Insgesamt sollen in Deutschland 2021 rund 140 Millionen Impfdosen von Biontech und Moderna zur Verfügung stehen. Allein die Lieferung dieser beiden Hersteller könnte ausreichen, um eine „Herdenimmunität“ zu erzielen. Wie lange es dauert, bis ein Großteil der Bevölkerung gegen Covid-19 geimpft ist, lässt sich nicht seriös prognostizieren – auch wenn der Gesundheitsminister jedem Bürger ein Impfangebot bis zum Sommer in Aussicht gestellt hat. Ob das klappt, hängt eben auch maßgeblich von der Organisation der Verimpfung in Deutschland ab.
Welche Strategien verfolgen andere Länder?
Betrachtet man die Menge der Impfdosen pro 100 Einwohner, sieht man, dass das kleine Land Israel die Liste deutlich anführt: Laut dem israelischen Gesundheitsministerium haben rund 30 Prozent der Bevölkerung die erste Dosis des Biontech/Pfizer-Impfstoffs erhalten. Bei diesem Tempo könnte das Land bereits im Frühjahr eine überwiegende Immunisierung erreicht haben. Die israelische Regierung hatte sich frühzeitig mehrere Millionen Dosen des Impfstoffs für ihre neun Millionen Einwohner gesichert und mit dem Einkauf bei Biontech/Pfizer auf das richtige Pferd gesetzt. Ein weiterer wichtiger Faktor für den Erfolg der Impfkampagne: Während im deutschen Gesundheitssystem Corona-Infektionen teils noch per Fax gemeldet werden, hat Israel ein weitgehend digitalisiertes zentrales Gesundheitssystem. Es sorgt für eine übersichtliche Datenbasis, die eine enge Überwachung der Schnellimpfung sicherstellt – ein großer Vorteil für die schnelle Verteilung, da die zweimalige Vergabe der wärmeempfindlichen Impfstoffe gut koordiniert sein muss. Allerdings gilt eine solche Zentralisierung von Gesundheitsdaten als datenschutzrechtlich bedenklich.

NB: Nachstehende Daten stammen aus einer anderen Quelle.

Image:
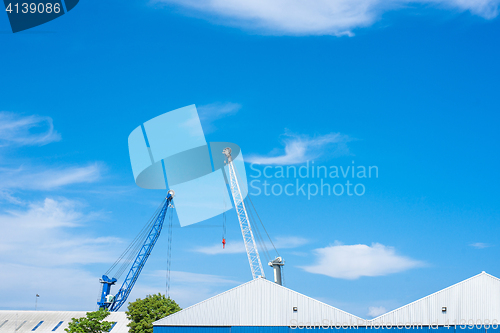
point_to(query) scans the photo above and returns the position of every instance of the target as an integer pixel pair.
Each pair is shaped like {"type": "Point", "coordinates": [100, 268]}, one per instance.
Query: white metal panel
{"type": "Point", "coordinates": [258, 303]}
{"type": "Point", "coordinates": [12, 321]}
{"type": "Point", "coordinates": [476, 299]}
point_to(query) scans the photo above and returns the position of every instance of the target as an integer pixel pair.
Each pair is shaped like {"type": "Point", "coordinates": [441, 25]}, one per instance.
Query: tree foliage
{"type": "Point", "coordinates": [143, 312]}
{"type": "Point", "coordinates": [92, 323]}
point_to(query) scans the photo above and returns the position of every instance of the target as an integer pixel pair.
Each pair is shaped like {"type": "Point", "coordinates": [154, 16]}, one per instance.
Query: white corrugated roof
{"type": "Point", "coordinates": [264, 303]}
{"type": "Point", "coordinates": [12, 321]}
{"type": "Point", "coordinates": [257, 303]}
{"type": "Point", "coordinates": [475, 299]}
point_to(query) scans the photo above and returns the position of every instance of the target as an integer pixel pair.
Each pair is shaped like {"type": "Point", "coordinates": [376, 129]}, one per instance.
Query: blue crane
{"type": "Point", "coordinates": [113, 303]}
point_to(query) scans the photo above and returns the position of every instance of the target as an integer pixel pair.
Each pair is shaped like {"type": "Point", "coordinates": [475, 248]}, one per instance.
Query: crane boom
{"type": "Point", "coordinates": [246, 229]}
{"type": "Point", "coordinates": [113, 303]}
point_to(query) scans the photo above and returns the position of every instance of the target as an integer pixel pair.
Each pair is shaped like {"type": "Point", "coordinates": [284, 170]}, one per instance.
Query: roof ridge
{"type": "Point", "coordinates": [434, 293]}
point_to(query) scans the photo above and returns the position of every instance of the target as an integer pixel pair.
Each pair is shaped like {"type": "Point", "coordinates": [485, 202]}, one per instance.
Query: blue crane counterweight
{"type": "Point", "coordinates": [113, 303]}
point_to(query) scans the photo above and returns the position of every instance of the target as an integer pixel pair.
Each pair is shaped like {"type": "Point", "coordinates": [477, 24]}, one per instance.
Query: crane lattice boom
{"type": "Point", "coordinates": [246, 229]}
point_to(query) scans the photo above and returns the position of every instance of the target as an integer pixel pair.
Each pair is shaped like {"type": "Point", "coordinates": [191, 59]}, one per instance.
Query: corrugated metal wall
{"type": "Point", "coordinates": [52, 321]}
{"type": "Point", "coordinates": [474, 300]}
{"type": "Point", "coordinates": [284, 329]}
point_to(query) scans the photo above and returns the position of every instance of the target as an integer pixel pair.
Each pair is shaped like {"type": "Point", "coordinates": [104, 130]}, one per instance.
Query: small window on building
{"type": "Point", "coordinates": [18, 327]}
{"type": "Point", "coordinates": [57, 326]}
{"type": "Point", "coordinates": [37, 325]}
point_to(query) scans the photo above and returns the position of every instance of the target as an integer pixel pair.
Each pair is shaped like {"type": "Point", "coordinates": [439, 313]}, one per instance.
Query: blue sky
{"type": "Point", "coordinates": [409, 87]}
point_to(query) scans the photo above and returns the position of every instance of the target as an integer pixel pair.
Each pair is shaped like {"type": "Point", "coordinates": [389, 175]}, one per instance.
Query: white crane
{"type": "Point", "coordinates": [246, 229]}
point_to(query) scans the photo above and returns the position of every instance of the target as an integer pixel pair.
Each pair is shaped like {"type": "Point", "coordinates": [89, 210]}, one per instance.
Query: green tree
{"type": "Point", "coordinates": [143, 312]}
{"type": "Point", "coordinates": [92, 323]}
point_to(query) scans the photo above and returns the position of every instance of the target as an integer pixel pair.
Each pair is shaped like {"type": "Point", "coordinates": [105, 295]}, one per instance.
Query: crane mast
{"type": "Point", "coordinates": [246, 229]}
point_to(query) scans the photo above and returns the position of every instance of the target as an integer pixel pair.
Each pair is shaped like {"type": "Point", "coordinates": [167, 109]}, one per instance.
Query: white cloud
{"type": "Point", "coordinates": [239, 247]}
{"type": "Point", "coordinates": [186, 288]}
{"type": "Point", "coordinates": [302, 148]}
{"type": "Point", "coordinates": [353, 261]}
{"type": "Point", "coordinates": [315, 17]}
{"type": "Point", "coordinates": [41, 178]}
{"type": "Point", "coordinates": [43, 234]}
{"type": "Point", "coordinates": [17, 130]}
{"type": "Point", "coordinates": [210, 112]}
{"type": "Point", "coordinates": [375, 311]}
{"type": "Point", "coordinates": [45, 250]}
{"type": "Point", "coordinates": [480, 245]}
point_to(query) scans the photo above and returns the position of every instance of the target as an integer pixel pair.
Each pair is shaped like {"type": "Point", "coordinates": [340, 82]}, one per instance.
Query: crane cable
{"type": "Point", "coordinates": [125, 259]}
{"type": "Point", "coordinates": [224, 220]}
{"type": "Point", "coordinates": [169, 251]}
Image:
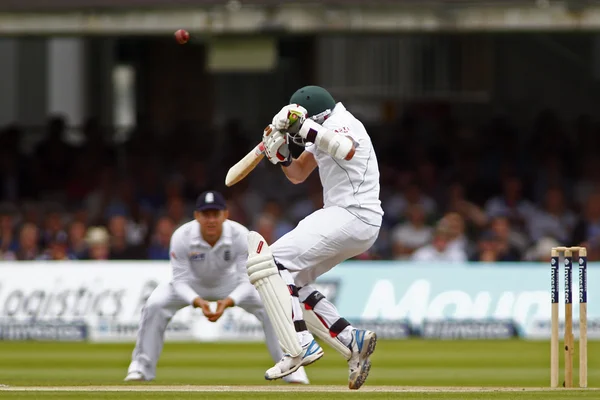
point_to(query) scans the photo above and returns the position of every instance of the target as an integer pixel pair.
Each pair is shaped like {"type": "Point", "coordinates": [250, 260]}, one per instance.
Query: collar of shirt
{"type": "Point", "coordinates": [339, 108]}
{"type": "Point", "coordinates": [224, 240]}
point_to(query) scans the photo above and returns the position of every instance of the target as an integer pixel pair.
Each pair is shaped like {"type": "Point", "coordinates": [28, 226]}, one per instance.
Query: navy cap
{"type": "Point", "coordinates": [210, 200]}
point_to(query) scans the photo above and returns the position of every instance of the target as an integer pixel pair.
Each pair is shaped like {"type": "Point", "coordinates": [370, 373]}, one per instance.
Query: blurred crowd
{"type": "Point", "coordinates": [450, 192]}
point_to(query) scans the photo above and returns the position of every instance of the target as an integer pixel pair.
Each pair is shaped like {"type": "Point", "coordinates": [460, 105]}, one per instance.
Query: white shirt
{"type": "Point", "coordinates": [430, 254]}
{"type": "Point", "coordinates": [223, 266]}
{"type": "Point", "coordinates": [353, 184]}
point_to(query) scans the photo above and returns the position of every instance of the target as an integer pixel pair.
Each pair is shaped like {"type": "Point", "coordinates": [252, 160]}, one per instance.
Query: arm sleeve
{"type": "Point", "coordinates": [180, 265]}
{"type": "Point", "coordinates": [244, 288]}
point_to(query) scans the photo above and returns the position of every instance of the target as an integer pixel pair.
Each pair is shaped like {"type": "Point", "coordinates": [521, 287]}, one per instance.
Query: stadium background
{"type": "Point", "coordinates": [483, 114]}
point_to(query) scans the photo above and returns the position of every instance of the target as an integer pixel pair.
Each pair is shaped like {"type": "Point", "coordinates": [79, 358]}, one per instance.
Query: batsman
{"type": "Point", "coordinates": [338, 145]}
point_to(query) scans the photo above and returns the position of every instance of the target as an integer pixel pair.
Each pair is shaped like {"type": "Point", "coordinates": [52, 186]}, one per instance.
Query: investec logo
{"type": "Point", "coordinates": [554, 280]}
{"type": "Point", "coordinates": [418, 302]}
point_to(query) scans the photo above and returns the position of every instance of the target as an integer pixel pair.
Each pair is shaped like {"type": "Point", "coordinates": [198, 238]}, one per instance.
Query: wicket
{"type": "Point", "coordinates": [568, 336]}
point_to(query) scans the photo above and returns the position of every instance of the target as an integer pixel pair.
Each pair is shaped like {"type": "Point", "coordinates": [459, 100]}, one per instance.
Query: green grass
{"type": "Point", "coordinates": [304, 396]}
{"type": "Point", "coordinates": [395, 363]}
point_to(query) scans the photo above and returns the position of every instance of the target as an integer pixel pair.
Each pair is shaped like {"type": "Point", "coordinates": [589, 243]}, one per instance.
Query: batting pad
{"type": "Point", "coordinates": [316, 327]}
{"type": "Point", "coordinates": [273, 291]}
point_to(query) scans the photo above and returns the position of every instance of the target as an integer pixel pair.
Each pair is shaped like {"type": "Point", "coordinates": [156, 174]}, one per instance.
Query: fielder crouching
{"type": "Point", "coordinates": [208, 258]}
{"type": "Point", "coordinates": [348, 224]}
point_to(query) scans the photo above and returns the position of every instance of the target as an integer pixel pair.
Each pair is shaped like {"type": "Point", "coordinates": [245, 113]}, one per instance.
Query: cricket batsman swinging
{"type": "Point", "coordinates": [348, 224]}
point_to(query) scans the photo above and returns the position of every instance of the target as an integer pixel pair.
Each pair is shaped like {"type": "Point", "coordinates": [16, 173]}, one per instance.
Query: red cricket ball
{"type": "Point", "coordinates": [182, 36]}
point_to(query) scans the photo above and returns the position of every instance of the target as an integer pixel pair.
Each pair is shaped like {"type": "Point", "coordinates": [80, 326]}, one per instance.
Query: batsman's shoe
{"type": "Point", "coordinates": [299, 377]}
{"type": "Point", "coordinates": [362, 346]}
{"type": "Point", "coordinates": [288, 364]}
{"type": "Point", "coordinates": [134, 376]}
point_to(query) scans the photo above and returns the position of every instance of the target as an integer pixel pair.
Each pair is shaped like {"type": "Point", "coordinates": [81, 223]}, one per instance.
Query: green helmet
{"type": "Point", "coordinates": [318, 102]}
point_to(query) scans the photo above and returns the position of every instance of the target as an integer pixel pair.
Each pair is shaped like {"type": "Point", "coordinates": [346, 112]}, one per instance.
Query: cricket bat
{"type": "Point", "coordinates": [243, 167]}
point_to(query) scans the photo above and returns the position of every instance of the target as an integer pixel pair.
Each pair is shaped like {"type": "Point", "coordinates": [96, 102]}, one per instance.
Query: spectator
{"type": "Point", "coordinates": [540, 251]}
{"type": "Point", "coordinates": [397, 204]}
{"type": "Point", "coordinates": [454, 224]}
{"type": "Point", "coordinates": [511, 203]}
{"type": "Point", "coordinates": [98, 241]}
{"type": "Point", "coordinates": [487, 248]}
{"type": "Point", "coordinates": [120, 249]}
{"type": "Point", "coordinates": [555, 220]}
{"type": "Point", "coordinates": [57, 250]}
{"type": "Point", "coordinates": [176, 211]}
{"type": "Point", "coordinates": [469, 211]}
{"type": "Point", "coordinates": [409, 236]}
{"type": "Point", "coordinates": [493, 248]}
{"type": "Point", "coordinates": [440, 250]}
{"type": "Point", "coordinates": [265, 225]}
{"type": "Point", "coordinates": [587, 230]}
{"type": "Point", "coordinates": [159, 247]}
{"type": "Point", "coordinates": [53, 226]}
{"type": "Point", "coordinates": [77, 244]}
{"type": "Point", "coordinates": [513, 242]}
{"type": "Point", "coordinates": [28, 243]}
{"type": "Point", "coordinates": [8, 241]}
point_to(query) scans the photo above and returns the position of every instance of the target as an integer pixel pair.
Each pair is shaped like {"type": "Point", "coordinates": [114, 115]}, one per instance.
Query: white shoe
{"type": "Point", "coordinates": [362, 346]}
{"type": "Point", "coordinates": [288, 364]}
{"type": "Point", "coordinates": [298, 377]}
{"type": "Point", "coordinates": [134, 376]}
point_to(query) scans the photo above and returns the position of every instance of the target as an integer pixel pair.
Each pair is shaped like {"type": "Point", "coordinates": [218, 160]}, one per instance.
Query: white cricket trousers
{"type": "Point", "coordinates": [321, 241]}
{"type": "Point", "coordinates": [162, 305]}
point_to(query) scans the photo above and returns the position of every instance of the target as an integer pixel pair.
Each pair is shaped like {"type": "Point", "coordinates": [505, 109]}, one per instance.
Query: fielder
{"type": "Point", "coordinates": [338, 144]}
{"type": "Point", "coordinates": [208, 257]}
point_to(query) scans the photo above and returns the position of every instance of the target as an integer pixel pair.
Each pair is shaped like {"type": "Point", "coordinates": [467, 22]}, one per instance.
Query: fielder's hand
{"type": "Point", "coordinates": [290, 118]}
{"type": "Point", "coordinates": [276, 146]}
{"type": "Point", "coordinates": [221, 306]}
{"type": "Point", "coordinates": [199, 302]}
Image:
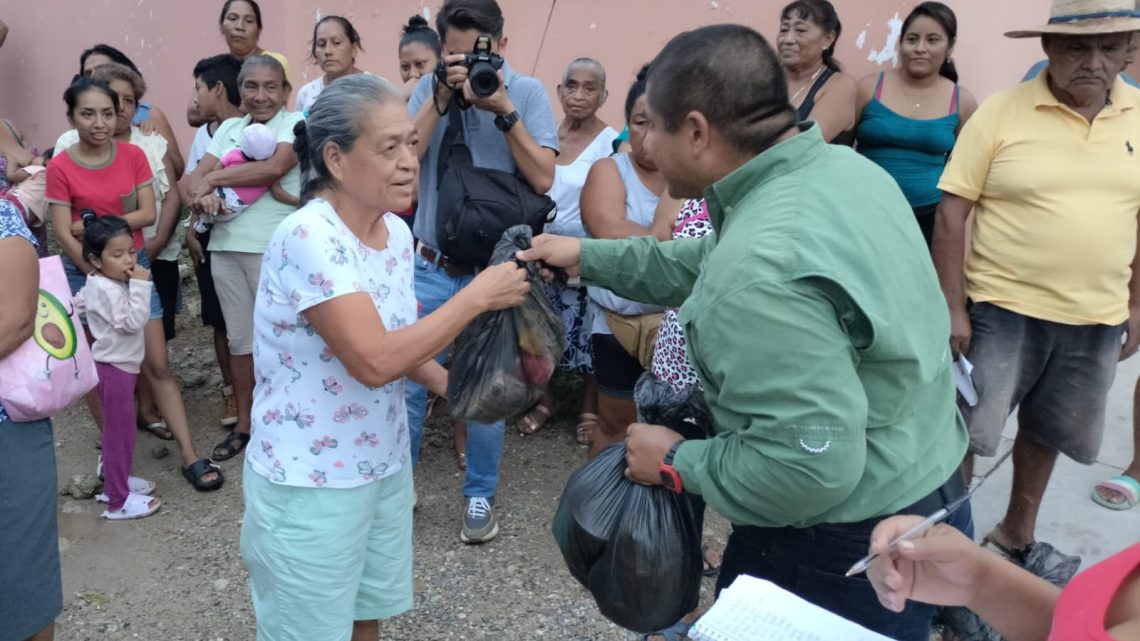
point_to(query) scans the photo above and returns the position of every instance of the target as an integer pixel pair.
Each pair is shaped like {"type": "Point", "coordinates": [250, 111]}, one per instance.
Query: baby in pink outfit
{"type": "Point", "coordinates": [258, 144]}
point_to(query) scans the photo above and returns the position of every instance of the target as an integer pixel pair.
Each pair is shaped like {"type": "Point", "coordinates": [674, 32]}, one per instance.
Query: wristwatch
{"type": "Point", "coordinates": [669, 476]}
{"type": "Point", "coordinates": [506, 121]}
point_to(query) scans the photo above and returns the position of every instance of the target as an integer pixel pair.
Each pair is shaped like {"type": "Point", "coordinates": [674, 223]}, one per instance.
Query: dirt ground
{"type": "Point", "coordinates": [178, 576]}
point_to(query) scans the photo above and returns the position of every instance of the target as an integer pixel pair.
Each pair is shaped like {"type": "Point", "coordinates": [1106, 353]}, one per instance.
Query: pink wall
{"type": "Point", "coordinates": [165, 39]}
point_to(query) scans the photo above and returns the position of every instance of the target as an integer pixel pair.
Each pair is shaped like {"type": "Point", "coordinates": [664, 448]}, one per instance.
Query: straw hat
{"type": "Point", "coordinates": [1086, 17]}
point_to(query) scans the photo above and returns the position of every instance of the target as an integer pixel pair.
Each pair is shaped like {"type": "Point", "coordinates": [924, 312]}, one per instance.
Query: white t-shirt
{"type": "Point", "coordinates": [314, 424]}
{"type": "Point", "coordinates": [569, 179]}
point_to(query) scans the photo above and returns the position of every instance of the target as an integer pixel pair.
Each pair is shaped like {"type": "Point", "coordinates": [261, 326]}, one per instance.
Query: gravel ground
{"type": "Point", "coordinates": [179, 576]}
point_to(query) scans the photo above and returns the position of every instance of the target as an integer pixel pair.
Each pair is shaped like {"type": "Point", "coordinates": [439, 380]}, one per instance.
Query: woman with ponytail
{"type": "Point", "coordinates": [816, 86]}
{"type": "Point", "coordinates": [336, 338]}
{"type": "Point", "coordinates": [910, 116]}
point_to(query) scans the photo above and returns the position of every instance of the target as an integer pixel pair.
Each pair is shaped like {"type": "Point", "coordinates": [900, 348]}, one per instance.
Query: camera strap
{"type": "Point", "coordinates": [450, 147]}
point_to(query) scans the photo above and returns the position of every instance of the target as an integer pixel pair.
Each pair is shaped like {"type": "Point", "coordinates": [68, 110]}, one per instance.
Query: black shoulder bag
{"type": "Point", "coordinates": [477, 205]}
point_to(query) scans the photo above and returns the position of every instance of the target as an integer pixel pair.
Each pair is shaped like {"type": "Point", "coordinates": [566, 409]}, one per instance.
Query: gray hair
{"type": "Point", "coordinates": [335, 118]}
{"type": "Point", "coordinates": [261, 61]}
{"type": "Point", "coordinates": [587, 64]}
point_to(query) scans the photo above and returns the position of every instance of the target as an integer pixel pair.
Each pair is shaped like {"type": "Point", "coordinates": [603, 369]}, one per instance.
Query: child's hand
{"type": "Point", "coordinates": [139, 273]}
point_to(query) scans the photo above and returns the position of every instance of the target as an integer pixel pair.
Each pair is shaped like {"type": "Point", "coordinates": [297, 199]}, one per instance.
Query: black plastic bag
{"type": "Point", "coordinates": [504, 359]}
{"type": "Point", "coordinates": [685, 412]}
{"type": "Point", "coordinates": [635, 548]}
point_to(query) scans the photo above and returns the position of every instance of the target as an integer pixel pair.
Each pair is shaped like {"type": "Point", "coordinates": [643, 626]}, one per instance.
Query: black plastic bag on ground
{"type": "Point", "coordinates": [504, 359]}
{"type": "Point", "coordinates": [685, 412]}
{"type": "Point", "coordinates": [634, 548]}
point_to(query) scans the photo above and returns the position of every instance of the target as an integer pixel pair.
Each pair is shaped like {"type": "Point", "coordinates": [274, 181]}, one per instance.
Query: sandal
{"type": "Point", "coordinates": [157, 428]}
{"type": "Point", "coordinates": [530, 424]}
{"type": "Point", "coordinates": [1125, 486]}
{"type": "Point", "coordinates": [136, 506]}
{"type": "Point", "coordinates": [231, 446]}
{"type": "Point", "coordinates": [135, 485]}
{"type": "Point", "coordinates": [675, 632]}
{"type": "Point", "coordinates": [201, 468]}
{"type": "Point", "coordinates": [585, 431]}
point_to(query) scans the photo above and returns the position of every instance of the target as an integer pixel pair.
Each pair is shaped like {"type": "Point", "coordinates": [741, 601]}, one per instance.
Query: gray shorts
{"type": "Point", "coordinates": [31, 595]}
{"type": "Point", "coordinates": [1057, 375]}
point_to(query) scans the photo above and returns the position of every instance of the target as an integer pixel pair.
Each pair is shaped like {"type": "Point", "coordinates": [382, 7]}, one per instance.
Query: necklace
{"type": "Point", "coordinates": [806, 84]}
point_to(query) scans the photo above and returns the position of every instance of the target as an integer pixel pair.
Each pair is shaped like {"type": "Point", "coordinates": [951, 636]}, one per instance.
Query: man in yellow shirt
{"type": "Point", "coordinates": [1050, 170]}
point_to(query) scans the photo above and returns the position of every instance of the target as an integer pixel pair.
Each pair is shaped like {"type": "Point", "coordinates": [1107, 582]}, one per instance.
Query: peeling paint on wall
{"type": "Point", "coordinates": [888, 51]}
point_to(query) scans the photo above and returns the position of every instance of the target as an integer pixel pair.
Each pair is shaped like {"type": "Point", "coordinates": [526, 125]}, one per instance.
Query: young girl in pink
{"type": "Point", "coordinates": [116, 300]}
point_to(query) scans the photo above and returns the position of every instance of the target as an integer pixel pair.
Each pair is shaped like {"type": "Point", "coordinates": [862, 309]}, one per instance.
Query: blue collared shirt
{"type": "Point", "coordinates": [487, 144]}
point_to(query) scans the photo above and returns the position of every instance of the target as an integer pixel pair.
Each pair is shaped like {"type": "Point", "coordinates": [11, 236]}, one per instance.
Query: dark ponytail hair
{"type": "Point", "coordinates": [99, 232]}
{"type": "Point", "coordinates": [350, 32]}
{"type": "Point", "coordinates": [82, 84]}
{"type": "Point", "coordinates": [110, 51]}
{"type": "Point", "coordinates": [418, 31]}
{"type": "Point", "coordinates": [636, 90]}
{"type": "Point", "coordinates": [947, 21]}
{"type": "Point", "coordinates": [822, 14]}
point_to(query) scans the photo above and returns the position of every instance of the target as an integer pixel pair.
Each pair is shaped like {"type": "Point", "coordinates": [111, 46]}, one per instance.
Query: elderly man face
{"type": "Point", "coordinates": [1083, 67]}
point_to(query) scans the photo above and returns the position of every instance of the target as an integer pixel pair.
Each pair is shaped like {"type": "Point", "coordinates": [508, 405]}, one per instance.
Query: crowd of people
{"type": "Point", "coordinates": [812, 251]}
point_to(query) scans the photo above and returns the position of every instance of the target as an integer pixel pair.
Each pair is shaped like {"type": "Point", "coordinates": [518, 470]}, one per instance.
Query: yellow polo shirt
{"type": "Point", "coordinates": [1055, 226]}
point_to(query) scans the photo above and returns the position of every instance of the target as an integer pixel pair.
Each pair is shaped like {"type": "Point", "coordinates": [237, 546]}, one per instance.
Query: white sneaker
{"type": "Point", "coordinates": [135, 485]}
{"type": "Point", "coordinates": [136, 506]}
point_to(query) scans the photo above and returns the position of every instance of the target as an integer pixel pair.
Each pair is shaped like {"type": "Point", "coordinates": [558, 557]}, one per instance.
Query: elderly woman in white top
{"type": "Point", "coordinates": [584, 138]}
{"type": "Point", "coordinates": [328, 471]}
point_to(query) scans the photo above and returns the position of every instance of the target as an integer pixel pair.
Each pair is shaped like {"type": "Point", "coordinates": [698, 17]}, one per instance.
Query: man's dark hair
{"type": "Point", "coordinates": [252, 3]}
{"type": "Point", "coordinates": [418, 31]}
{"type": "Point", "coordinates": [729, 73]}
{"type": "Point", "coordinates": [110, 51]}
{"type": "Point", "coordinates": [483, 16]}
{"type": "Point", "coordinates": [636, 90]}
{"type": "Point", "coordinates": [822, 14]}
{"type": "Point", "coordinates": [221, 69]}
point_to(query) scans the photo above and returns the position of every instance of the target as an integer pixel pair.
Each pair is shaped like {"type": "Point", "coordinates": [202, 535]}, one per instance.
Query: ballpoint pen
{"type": "Point", "coordinates": [919, 528]}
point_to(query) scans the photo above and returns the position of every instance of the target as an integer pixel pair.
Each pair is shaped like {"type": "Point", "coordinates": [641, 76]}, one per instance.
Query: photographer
{"type": "Point", "coordinates": [512, 129]}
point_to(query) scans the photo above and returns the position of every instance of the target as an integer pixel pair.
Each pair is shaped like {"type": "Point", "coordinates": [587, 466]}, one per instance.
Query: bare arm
{"type": "Point", "coordinates": [376, 356]}
{"type": "Point", "coordinates": [71, 246]}
{"type": "Point", "coordinates": [967, 104]}
{"type": "Point", "coordinates": [949, 250]}
{"type": "Point", "coordinates": [168, 218]}
{"type": "Point", "coordinates": [835, 106]}
{"type": "Point", "coordinates": [146, 213]}
{"type": "Point", "coordinates": [665, 217]}
{"type": "Point", "coordinates": [603, 204]}
{"type": "Point", "coordinates": [17, 314]}
{"type": "Point", "coordinates": [162, 126]}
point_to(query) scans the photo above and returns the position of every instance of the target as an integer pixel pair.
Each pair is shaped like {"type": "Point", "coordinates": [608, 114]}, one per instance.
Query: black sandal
{"type": "Point", "coordinates": [201, 468]}
{"type": "Point", "coordinates": [234, 444]}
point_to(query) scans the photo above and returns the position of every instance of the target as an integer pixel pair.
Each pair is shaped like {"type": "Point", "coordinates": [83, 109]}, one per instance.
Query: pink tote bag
{"type": "Point", "coordinates": [54, 368]}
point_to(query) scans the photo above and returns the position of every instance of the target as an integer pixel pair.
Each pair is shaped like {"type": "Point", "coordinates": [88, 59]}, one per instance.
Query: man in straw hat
{"type": "Point", "coordinates": [1050, 169]}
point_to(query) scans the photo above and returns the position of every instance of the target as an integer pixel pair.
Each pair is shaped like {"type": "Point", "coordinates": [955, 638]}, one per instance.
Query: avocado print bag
{"type": "Point", "coordinates": [54, 368]}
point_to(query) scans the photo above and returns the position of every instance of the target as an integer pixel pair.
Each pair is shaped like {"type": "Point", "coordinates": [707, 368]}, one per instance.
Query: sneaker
{"type": "Point", "coordinates": [229, 411]}
{"type": "Point", "coordinates": [479, 521]}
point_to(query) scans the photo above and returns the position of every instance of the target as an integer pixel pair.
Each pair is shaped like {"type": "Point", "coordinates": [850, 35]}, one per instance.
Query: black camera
{"type": "Point", "coordinates": [482, 67]}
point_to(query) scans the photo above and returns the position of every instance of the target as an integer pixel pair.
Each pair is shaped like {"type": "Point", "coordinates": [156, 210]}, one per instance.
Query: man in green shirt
{"type": "Point", "coordinates": [813, 317]}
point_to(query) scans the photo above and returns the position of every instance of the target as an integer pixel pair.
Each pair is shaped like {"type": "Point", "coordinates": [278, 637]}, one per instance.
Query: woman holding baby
{"type": "Point", "coordinates": [220, 191]}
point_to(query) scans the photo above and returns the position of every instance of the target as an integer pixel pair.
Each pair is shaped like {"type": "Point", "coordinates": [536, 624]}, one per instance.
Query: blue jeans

Eine andere Strategie verfolgen einige Länder der Südhalbkugel: Weil etwa Südkorea, Vietnam und Australien die Ausbrüche des Virus derzeit mit ausgefeilten Schutz- und Hygienekonzepten unter Kontrolle haben, scheint den politisch Verantwortlichen die Impfung gegen Covid-19 dort weniger dringlich. „Wir kommen mit Covid-19 relativ gut zurecht, sodass wir nicht überstürzt mit der Impfung beginnen müssen, wenn die Risiken noch nicht verifiziert sind“, sagte der südkoreanische Gesundheitsminister Park Neung Hoo bereits Anfang Dezember 2020. Am 14. Januar meldete das Land 513 neue Fälle – Tendenz fallend.
Wie stehen die Chancen für ärmere Staaten?
Kurz gesagt: sehr schlecht. Zwei Drittel der Weltbevölkerung müssen auf eine Impfung voraussichtlich noch bis zu drei Jahre warten. Das Rote Kreuz fürchtet, dass rund 60 Millionen Menschen in Kriegsgebieten überhaupt nicht geimpft werden können. Die EU-Kommission hatte bereits im August 2020 angekündigt, Garantien in Höhe von 400 Millionen Euro für eine internationale Impfstoffallianz COVAX zu geben, um auch ärmere Regionen mit Impfstoffen versorgen zu können.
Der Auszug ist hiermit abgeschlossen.